Intanto diciamo che dal primo gennaio ci saranno nuovi direttori di Ats (che saranno nominati tramite un concorso a cui potranno prendere parte solo coloro che sono iscritti a un albo nazionale di ‘abilitati’ alla carica di direttore di azienda sanitaria). L’attuale direttore Av4, Roberto Grinta, verrà riconfermato alla guida della sanità fermana o nella nostra provincia gli succederà un nuovo direttore? Un ‘forestiero’, come è stato per Grinta, o sarà un ‘indigeno’? Altro aspetto da non sottovalutare: per l’entrata in vigore della riforma, a inizio 2023, la Regione sarà stata in grado di espletare tutto l’iter concorsuale per i sette nuovi direttori (5 per ogni Ats più Torrette e Inrca)? I nuovi vertici territoriali poi sceglieranno fiduciariamente i rispettivi direttori sanitario, amministrativo e di integrazione socio-sanitaria. Ma soprattutto quali garanzie, quali risposte i cittadini avranno sulla risoluzione di problemi ormai incancreniti come le liste di attesa, il sistema dell’emergenza (vedasi Pronto soccorso), la carenza di medici di urgenza e di quelli di medicina generale (i medici di famiglia, per intenderci). E che si fa con le guardie mediche ridotte all’osso?

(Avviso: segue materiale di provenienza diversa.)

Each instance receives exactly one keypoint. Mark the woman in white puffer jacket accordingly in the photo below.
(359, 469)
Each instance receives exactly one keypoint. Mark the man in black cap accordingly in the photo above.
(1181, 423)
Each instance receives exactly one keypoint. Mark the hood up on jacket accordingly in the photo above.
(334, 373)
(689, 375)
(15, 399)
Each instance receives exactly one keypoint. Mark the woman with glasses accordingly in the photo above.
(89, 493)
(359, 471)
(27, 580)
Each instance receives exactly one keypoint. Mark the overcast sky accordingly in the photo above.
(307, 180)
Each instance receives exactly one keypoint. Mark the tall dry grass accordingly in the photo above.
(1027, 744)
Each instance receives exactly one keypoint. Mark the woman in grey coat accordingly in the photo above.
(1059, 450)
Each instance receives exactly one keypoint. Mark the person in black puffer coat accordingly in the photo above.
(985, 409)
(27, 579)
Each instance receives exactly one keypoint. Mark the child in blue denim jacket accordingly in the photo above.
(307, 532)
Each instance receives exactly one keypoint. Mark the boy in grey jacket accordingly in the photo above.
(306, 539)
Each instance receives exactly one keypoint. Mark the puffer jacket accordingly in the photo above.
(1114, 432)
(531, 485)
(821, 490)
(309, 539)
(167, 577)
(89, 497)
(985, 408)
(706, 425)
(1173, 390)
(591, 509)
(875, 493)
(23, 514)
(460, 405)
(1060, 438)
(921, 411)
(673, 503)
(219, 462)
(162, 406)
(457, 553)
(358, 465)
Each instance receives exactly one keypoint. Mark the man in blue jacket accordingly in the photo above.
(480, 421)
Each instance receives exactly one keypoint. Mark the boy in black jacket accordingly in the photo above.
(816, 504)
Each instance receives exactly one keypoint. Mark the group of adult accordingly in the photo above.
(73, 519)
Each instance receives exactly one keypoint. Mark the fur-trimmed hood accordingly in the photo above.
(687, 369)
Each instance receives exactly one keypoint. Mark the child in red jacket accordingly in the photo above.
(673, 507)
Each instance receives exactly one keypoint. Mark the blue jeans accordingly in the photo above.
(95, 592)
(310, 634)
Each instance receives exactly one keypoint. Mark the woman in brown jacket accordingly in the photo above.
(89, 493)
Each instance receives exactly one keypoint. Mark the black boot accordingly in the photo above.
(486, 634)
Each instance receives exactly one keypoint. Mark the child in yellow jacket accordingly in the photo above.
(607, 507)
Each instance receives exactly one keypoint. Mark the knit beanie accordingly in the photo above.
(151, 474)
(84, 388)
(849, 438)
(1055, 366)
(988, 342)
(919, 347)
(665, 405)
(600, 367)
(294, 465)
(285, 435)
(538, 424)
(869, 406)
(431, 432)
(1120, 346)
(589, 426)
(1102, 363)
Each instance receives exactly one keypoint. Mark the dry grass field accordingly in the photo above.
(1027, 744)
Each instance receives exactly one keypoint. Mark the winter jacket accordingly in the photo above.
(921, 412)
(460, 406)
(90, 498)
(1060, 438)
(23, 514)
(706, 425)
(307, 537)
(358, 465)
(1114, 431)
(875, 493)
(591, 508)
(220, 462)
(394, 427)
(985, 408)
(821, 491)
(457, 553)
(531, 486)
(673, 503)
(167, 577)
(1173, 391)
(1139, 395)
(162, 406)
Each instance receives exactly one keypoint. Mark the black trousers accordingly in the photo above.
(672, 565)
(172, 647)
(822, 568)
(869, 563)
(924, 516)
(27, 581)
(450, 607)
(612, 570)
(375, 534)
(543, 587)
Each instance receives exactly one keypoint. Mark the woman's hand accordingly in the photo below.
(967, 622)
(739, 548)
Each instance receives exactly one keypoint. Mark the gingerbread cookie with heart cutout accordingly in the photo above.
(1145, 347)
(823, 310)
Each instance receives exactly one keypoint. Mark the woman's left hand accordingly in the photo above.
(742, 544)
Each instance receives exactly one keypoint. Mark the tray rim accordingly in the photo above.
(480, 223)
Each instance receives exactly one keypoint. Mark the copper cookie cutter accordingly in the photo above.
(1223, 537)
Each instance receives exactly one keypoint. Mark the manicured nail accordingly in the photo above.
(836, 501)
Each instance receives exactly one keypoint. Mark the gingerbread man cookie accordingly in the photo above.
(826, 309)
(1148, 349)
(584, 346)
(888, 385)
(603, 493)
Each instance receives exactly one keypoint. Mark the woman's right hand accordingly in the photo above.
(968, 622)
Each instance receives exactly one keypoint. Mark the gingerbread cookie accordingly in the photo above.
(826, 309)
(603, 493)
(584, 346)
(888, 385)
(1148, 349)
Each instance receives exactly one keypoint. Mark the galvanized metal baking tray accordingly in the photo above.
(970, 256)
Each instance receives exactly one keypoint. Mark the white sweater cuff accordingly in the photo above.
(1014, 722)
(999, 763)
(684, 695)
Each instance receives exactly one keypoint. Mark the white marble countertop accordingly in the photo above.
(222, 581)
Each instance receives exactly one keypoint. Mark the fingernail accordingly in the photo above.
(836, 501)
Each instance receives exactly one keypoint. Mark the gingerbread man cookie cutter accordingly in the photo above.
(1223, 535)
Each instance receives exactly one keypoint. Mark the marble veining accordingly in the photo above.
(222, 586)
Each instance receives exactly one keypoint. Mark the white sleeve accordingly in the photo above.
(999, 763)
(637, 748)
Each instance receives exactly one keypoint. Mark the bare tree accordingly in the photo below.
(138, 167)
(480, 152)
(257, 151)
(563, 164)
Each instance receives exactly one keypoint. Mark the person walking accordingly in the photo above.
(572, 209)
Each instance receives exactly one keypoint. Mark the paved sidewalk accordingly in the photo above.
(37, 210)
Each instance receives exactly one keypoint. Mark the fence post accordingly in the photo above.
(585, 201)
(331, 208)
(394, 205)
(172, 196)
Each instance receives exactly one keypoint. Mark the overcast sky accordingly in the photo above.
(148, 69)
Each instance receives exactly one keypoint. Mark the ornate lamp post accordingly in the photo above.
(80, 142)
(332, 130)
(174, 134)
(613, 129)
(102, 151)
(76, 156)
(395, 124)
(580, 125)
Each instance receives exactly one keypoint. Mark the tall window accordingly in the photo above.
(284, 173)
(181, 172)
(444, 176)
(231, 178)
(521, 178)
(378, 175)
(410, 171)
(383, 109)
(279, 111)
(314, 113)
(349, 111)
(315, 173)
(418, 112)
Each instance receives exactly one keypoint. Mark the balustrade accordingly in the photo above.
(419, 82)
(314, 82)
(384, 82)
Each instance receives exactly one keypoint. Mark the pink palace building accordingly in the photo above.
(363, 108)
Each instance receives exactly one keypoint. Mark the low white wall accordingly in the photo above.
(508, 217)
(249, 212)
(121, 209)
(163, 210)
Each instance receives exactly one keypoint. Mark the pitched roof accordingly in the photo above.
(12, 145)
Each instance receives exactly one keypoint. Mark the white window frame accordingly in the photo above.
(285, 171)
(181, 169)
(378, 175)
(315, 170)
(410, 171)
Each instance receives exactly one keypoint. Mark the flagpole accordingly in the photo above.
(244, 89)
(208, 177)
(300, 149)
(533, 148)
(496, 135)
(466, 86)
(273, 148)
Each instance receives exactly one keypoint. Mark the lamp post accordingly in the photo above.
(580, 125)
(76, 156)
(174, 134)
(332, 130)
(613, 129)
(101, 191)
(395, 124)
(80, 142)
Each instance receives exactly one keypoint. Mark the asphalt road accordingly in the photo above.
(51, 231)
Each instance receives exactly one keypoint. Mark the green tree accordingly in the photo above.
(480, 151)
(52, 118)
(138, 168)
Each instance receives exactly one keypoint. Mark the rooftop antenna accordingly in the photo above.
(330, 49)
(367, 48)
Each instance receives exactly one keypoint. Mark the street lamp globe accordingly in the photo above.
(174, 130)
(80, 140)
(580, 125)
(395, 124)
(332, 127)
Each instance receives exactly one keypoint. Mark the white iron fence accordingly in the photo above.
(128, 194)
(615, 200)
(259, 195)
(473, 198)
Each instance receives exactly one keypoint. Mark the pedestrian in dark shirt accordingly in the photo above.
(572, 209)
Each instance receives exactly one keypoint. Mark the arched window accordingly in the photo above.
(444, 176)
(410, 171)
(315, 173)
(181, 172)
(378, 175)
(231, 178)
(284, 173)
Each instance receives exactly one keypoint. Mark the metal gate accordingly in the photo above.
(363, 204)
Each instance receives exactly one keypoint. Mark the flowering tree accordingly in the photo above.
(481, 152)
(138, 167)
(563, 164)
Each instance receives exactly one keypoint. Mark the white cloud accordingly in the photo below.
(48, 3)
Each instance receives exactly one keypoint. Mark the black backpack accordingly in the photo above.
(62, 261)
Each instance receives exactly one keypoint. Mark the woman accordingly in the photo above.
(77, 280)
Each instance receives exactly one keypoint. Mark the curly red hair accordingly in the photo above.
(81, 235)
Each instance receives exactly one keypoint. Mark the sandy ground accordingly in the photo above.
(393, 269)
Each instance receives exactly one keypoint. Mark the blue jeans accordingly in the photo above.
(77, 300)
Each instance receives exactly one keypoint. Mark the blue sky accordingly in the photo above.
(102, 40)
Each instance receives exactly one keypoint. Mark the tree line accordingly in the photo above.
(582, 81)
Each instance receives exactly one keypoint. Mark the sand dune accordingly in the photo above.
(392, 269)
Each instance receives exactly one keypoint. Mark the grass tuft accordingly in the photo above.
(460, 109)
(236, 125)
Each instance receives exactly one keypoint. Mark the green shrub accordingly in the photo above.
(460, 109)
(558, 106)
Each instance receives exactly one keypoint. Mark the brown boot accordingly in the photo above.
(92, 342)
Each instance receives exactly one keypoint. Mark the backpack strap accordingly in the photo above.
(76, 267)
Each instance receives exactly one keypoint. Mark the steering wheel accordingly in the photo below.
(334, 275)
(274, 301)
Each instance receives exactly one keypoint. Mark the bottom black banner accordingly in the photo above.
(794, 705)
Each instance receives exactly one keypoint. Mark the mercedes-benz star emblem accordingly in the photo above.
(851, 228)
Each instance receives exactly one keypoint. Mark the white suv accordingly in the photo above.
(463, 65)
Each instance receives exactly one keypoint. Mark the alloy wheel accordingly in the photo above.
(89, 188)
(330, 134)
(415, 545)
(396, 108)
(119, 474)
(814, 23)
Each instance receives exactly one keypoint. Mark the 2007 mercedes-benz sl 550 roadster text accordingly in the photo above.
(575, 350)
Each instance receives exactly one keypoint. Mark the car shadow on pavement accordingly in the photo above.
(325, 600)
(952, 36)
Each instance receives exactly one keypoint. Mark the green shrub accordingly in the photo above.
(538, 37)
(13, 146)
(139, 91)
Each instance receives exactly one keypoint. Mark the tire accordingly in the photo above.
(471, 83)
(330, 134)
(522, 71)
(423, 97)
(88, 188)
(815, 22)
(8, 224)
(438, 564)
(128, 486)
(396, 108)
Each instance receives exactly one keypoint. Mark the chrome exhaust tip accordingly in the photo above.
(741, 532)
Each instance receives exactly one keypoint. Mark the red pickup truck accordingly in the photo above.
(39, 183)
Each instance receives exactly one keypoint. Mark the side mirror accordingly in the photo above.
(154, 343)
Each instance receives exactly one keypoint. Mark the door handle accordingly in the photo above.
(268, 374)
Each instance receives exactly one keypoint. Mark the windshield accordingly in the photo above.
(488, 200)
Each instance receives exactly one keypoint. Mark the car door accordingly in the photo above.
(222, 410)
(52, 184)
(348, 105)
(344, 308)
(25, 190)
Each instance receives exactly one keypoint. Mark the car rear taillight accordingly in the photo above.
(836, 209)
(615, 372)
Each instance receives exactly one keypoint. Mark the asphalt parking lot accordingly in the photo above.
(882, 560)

Ma non finisce qui. Abbiamo detto che i nuovi direttori saranno veri manager, dunque occhio rivolto in primis a far quadrare i conti. Ovvio. Dunque in caso di una eventuale recrudescenza della pandemia (debito scongiuri più che legittimati), ogni Ats prenderà in cura i pazienti del suo territorio di riferimento. E su quest’aspetto al Fermano potrebbe anche andar bene (ricordiamo tutti il Murri ospedale sia Covid che no-Covid, con anche pazienti provenienti da fuori provincia). Ma qualora un fermano dovesse aver bisogno di un’emodinamica, cosa dovrebbe fare? Andare ad Ancona? E se lì valesse la stessa regola del ‘solo i nostri’? Si va a Cotignola? Ed ecco servita la mobilità passiva. Emodinamica, dicevamo. Nei giorni scorsi l’onorevole Mauro Lucentini ha annunciato che sono state «avviate le procedure per l’attivazione dell’emodinamica all’ospedale Murri di Fermo a conferma che sta andando a buon fine la battaglia della Lega, con il sottoscritto in prima linea, per garantire all’intera popolazione del Fermano un servizio essenziale». Lucentini si riferisce alla la pubblicazione, da parte della direzione dell’Area Vasta 4, di un avviso interno per l’acquisizione di manifestazione di interesse per 5 figure professionali di C.P.S. Infermiere alle funzioni assistenziali della Emodinamica, Elettrofisiologia cardiaca e Radiologia Interventistica. Ma all’ospedale c’è chi è convinto che da qui a dire che a Fermo l’emodinamica arriverà, c’è una bella differenza. Insomma vogliono numeri e cifre con investimenti ad hoc e un progetto di fattibilità. Tornando alla riforma, i punti interrogativi non sono finiti: i budget come verranno ripartiti tra Ats? Quali criteri saranno adottati? Sappiamo che i fermani scontano un sostanzioso gap di risorse pro-capite rispetto ad altre Aree vaste. Per livellare i fondi saranno tolti servizi altrove? Verrà magari istituito un fondo perequativo, a disposizione dei territori più disagiati, per iniziare a riequilibrare le Ats? Insomma tanti interrogativi per una riforma sanitaria che rivoluzionerà la nostra regione. Un cambiamento radicale, globale, o sarebbe forse stato meglio affrontare chirurgicamente e settorialmente i problemi, dalle liste di attesa al cercasi medici disperatamente, per poi arrivare alla riforma, a braccetto con il nuovo piano sanitario, in maniera più graduale? Chi vivrà vedrà (ci si passi il detto anche se certo non adeguato se si parla di sanità). Ma di certo non c’è più tempo per sperimentare, urge curare.